By my accounting, it's been roughly twenty-five years since the train to NYC has been a done-deal, and today it's no more done than it was in 1985. My recollection is that the in-earnest talk began the day Steamtown announced it was relocating to Scranton. It was almost a joint announcement, making it a given that NYC/Scranton rail passenger service was maybe a couple years away. That was 1984.

How many follies, fads, and delusions have come and gone while we wait?

When you get right down to cases, all we've ever had have been hopes and dreams, and even those flimsy traces are vanishing right before us. The pain lies in having those hopes and dreams perpetuated by some really important and powerful people. What I've found enormously fascinating is that, should you gauge optimism for the return of rail passenger service over in New Jersey, you'll find that there really isn't any. On the other side of the Delaware, they know better, they think it's kind of comical that we keep on waiting for some train that's never coming.

Isn't the time for that over? Doesn't someone need to step up and admit that, if this ever does happen, we are now looking at another twenty-five years before it does? A child born today might set foot on Mars before a steel-wheel turns.
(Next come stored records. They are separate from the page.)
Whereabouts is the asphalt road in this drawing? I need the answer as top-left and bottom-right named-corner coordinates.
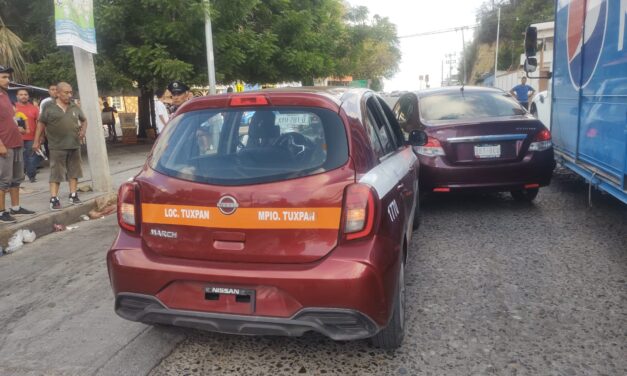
top-left (0, 168), bottom-right (624, 376)
top-left (0, 215), bottom-right (185, 376)
top-left (149, 169), bottom-right (626, 376)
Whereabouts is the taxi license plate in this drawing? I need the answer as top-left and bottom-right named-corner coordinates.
top-left (205, 286), bottom-right (257, 312)
top-left (474, 144), bottom-right (501, 158)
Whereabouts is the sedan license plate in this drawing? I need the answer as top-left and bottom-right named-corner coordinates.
top-left (474, 144), bottom-right (501, 158)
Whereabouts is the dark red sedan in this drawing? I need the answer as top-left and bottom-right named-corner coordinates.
top-left (394, 86), bottom-right (555, 201)
top-left (108, 87), bottom-right (427, 349)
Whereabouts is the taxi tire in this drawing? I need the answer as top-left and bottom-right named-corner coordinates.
top-left (511, 188), bottom-right (539, 202)
top-left (371, 258), bottom-right (405, 349)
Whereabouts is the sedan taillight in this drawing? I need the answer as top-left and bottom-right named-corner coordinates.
top-left (118, 182), bottom-right (140, 233)
top-left (415, 137), bottom-right (445, 157)
top-left (529, 128), bottom-right (552, 151)
top-left (342, 183), bottom-right (376, 240)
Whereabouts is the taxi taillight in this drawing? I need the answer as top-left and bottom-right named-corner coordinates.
top-left (118, 182), bottom-right (140, 233)
top-left (342, 183), bottom-right (376, 240)
top-left (229, 95), bottom-right (269, 107)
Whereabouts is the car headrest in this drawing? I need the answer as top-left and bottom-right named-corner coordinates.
top-left (249, 111), bottom-right (279, 145)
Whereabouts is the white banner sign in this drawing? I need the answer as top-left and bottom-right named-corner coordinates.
top-left (55, 0), bottom-right (97, 54)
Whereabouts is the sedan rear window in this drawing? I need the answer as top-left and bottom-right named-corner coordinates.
top-left (420, 91), bottom-right (526, 123)
top-left (150, 107), bottom-right (348, 185)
Each time a feeble and wobbly step forward is made, five enormous shoves backward immediately follow.

For those at all interested, I wrote about this some time ago, then explaining the situation.

The latest news is not good. In fact, the latest news is dreadful.
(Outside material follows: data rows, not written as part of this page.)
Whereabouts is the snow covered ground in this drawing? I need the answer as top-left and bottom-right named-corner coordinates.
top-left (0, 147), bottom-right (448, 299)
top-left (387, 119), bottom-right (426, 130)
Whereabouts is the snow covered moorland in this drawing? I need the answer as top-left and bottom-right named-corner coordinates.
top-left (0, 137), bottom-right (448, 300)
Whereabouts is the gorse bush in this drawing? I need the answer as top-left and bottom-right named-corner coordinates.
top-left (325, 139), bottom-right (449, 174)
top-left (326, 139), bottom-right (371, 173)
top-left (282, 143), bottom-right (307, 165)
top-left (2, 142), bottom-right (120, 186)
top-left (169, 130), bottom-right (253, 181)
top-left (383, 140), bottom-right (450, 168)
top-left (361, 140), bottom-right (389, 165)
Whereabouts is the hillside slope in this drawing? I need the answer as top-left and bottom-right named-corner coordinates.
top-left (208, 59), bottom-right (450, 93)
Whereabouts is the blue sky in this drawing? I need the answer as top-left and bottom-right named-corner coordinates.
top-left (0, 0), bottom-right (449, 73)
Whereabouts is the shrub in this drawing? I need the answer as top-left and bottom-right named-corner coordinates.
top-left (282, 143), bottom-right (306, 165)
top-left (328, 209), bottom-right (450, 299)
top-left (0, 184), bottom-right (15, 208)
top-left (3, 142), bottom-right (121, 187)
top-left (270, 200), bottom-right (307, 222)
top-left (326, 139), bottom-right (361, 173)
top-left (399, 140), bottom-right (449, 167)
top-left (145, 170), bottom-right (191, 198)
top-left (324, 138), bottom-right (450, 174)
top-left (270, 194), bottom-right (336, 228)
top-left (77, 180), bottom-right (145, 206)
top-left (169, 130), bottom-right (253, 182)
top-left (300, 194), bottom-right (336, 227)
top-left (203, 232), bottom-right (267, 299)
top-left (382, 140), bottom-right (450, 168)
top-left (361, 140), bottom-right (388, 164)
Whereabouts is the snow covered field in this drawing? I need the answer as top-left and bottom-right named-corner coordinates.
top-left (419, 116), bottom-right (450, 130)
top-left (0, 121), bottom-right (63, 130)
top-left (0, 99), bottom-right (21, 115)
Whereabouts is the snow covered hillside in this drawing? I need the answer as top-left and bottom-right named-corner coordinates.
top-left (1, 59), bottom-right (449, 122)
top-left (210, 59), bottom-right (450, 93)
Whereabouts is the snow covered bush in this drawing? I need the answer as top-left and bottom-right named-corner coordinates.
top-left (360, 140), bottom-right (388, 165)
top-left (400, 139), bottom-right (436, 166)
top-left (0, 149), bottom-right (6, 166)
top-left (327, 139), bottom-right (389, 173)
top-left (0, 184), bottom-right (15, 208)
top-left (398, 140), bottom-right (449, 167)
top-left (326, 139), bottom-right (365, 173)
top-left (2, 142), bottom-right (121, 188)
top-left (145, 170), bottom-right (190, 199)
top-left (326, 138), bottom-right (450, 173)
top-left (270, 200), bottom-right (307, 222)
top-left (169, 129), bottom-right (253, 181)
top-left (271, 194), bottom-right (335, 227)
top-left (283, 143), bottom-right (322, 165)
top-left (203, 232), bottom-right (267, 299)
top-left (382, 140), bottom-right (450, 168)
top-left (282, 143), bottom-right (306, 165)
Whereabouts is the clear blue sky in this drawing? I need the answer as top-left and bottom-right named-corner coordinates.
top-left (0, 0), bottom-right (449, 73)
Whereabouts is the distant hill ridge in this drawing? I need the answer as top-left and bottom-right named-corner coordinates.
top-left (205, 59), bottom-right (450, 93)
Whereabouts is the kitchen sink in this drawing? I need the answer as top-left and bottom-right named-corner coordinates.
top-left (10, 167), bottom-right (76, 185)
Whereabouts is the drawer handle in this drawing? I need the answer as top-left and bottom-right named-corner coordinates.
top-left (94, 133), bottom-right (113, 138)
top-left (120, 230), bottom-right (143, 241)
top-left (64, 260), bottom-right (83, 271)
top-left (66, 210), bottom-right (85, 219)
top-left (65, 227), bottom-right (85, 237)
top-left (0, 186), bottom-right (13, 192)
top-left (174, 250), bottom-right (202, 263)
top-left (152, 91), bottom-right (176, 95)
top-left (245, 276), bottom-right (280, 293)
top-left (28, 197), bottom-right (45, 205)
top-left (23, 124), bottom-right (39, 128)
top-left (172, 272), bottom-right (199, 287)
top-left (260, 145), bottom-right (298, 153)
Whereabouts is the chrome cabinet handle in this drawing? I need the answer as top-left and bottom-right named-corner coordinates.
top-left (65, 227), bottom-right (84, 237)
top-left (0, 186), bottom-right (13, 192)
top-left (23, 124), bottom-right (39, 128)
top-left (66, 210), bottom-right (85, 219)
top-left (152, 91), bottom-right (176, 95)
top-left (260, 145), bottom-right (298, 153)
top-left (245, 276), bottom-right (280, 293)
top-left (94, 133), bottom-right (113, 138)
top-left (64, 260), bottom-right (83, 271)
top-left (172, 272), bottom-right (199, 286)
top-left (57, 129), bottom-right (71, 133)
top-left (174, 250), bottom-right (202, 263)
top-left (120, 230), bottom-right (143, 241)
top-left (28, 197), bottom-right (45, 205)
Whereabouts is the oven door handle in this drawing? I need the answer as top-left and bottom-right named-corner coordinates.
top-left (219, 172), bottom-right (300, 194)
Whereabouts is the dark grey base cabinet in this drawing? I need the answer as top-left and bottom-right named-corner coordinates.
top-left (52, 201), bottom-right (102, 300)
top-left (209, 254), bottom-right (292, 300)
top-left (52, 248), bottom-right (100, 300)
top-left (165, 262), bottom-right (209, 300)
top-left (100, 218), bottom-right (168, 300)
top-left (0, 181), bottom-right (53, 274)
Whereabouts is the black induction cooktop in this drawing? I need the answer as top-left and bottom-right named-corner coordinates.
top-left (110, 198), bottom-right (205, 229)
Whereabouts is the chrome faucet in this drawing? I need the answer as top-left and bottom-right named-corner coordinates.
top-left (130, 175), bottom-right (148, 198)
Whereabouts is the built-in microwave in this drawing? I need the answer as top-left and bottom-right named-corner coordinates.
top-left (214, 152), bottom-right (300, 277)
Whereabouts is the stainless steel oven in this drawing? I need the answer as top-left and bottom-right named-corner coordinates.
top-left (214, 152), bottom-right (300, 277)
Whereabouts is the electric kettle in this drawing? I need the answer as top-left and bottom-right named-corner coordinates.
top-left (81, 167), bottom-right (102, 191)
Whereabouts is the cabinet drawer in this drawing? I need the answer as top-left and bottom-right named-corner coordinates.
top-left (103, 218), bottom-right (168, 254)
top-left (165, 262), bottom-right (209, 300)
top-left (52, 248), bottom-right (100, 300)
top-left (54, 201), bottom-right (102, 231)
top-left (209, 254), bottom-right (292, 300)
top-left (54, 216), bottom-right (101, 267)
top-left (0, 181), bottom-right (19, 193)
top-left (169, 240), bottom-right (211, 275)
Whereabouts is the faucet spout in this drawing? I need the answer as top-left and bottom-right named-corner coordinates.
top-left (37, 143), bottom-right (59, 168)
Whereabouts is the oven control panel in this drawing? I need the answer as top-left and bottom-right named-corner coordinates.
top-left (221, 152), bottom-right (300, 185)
With eight billion federal dollars up for grabs, neither PennDOT, nor our senators, nor any other interests involved, managed to come up with eight dollars in furtherance of this project. Nothing, zero, bupkus, not a nickel out of eight billion dollars. Did I say dreadful? Add pitiful and jaw-dropping as well.

Failing so miserably when there is that kind of money available is enough to justify finger-pointing. Even that might be a waste of time.

For all the assurances that this project has been alive since Cagney&Lacey lit up our TV screens on Monday nights, I've believed that to be less and less true with each passing year. Waiting since 1984, I sort of figured it to be largely meaningless talk about eight years ago. My skepticism has now turned to a granite-solid certainty that there will no passenger rail service between Scranton and NYC for decades to come, and that there may never be any such service; a claim I've made before.

Never is indeed a long time. So is twenty-five years.

There are those who've already begun spinning this as a setback. One congressman has called it a "...bump in the road." Yes, and the Grand Canyon is just some old hole in the ground.

Maybe all involved should come clean and recognize the project for the trainwreck it's long been.